He was born on a farm in Athol, Massachusetts, on January 19, 1808, and died "at one o'clock in the afternoon of Saturday, May 14, [1887] in his little room at 109 Myrtle Street, surrounded by trunks and chests bursting with the books, manuscripts, and pamphlets which he had gathered about him in his active pamphleteer's warfare over half a century long." -- from Our Nestor Taken From Us by Benjamin Tucker
Later known as an early individualist anarchist, Spooner advocated what he called Natural Law -- or the Science of Justice -- wherein acts of actual coercion against individuals were considered "illegal" but the so-called criminal acts that violated only man-made legislation were not.
His activism began with his career as a lawyer, which itself violated local Massachusetts law. Spooner had studied law under the prominent lawyers and politicians, John Davis and Charles Allen, but he had never attended college. According to the laws of the state, college graduates were required to study with an attorney for three years, while non-graduates were required to do so for five years.
With the encouragement of his legal mentors, Spooner set up his practice in Worcester after only three years, openly defying the courts. He saw the two-year privilege for college graduates as a state-sponsored discrimination against the poor. He argued that such discrimination was "so monstrous a principle as that the rich ought to be protected by law from the competition of the poor." In 1836, the legislature abolished the restriction.
After a disappointing legal career -- for which his radical writing seemed to have kept away potential clients -- and a failed career in real estate speculation in Ohio, Spooner returned to his father's farm in 1840.

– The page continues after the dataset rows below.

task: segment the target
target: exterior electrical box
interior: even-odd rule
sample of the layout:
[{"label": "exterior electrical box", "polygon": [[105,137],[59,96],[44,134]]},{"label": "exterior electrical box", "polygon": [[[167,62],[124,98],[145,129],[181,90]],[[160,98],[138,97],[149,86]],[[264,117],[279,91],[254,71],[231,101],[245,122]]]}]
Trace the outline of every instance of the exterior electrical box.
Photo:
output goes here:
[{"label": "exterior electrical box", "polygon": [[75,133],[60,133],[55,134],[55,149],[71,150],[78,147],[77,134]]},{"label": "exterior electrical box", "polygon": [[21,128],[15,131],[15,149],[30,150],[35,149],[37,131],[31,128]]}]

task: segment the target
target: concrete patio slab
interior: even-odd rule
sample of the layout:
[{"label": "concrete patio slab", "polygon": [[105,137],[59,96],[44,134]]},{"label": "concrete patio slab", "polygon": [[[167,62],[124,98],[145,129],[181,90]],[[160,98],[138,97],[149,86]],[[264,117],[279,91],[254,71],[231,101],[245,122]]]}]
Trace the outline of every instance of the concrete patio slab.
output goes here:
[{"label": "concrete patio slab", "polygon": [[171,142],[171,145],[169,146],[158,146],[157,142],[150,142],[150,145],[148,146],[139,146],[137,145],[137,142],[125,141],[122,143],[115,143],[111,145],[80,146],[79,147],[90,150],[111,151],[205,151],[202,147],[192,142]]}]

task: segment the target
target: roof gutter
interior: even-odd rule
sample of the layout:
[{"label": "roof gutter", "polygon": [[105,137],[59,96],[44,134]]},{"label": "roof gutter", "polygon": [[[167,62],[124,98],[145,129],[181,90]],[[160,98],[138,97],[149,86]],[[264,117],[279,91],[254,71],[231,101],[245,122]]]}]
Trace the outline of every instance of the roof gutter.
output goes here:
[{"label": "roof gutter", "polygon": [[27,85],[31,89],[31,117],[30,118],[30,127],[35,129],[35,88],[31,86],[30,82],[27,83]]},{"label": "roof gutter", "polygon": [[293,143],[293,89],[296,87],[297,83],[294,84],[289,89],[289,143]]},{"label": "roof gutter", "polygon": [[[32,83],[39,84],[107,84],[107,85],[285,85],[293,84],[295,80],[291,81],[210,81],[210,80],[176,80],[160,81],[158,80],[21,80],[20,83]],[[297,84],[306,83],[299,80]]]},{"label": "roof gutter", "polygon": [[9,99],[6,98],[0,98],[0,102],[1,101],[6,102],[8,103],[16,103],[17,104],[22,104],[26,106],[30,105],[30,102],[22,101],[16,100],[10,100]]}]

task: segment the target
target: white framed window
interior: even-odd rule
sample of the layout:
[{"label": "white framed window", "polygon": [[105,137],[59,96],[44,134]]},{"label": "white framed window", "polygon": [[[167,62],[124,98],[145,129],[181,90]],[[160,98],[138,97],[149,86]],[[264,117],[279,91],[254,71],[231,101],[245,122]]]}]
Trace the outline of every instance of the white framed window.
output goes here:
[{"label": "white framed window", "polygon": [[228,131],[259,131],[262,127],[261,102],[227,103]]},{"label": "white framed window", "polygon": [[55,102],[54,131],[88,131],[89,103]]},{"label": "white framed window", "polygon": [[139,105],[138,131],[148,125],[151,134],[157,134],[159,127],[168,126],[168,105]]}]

Postal rates were notoriously high in the 1840s, and in 1844, Spooner founded the American Letter Mail Company to contest the U.S. Post Office's monopoly.
As he had done when challenging the rules of the Massachusetts bar, he published a pamphlet entitled, The Unconstitutionality of the Laws of Congress Prohibiting Private Mails.
(As an advocate of Natural Law Theory and an opponent of government and legislation, Spooner considered the Constitution itself to be unlawful, but he nevertheless used it to argue that the government was breaking its own laws, first in the case of the Postal Monopoly, and later arguing for the Unconstitutionality of Slavery.)
Although Spooner had finally found commercial success with his mail company, legal challenges by the government eventually exhausted his financial resources. He closed up shop without ever having had the opportunity to fully litigate his constitutional claims.
He wrote and published extensively, producing "Natural Law or The Science of Justice" and "The Unconstitutionality of Slavery", but he is best known for the essay "Trial By Jury" which argued for the still-controversial doctrine of "Jury Nullification" according to which, the jury's role in a free society is to try both the facts of an individual case and also the law itself.
Lysander Spooner died in 1887 at the age of 79. He had influenced a generation of abolitionists and anarchists, including Benjamin Tucker who published Spooner's obituary in the journal Liberty.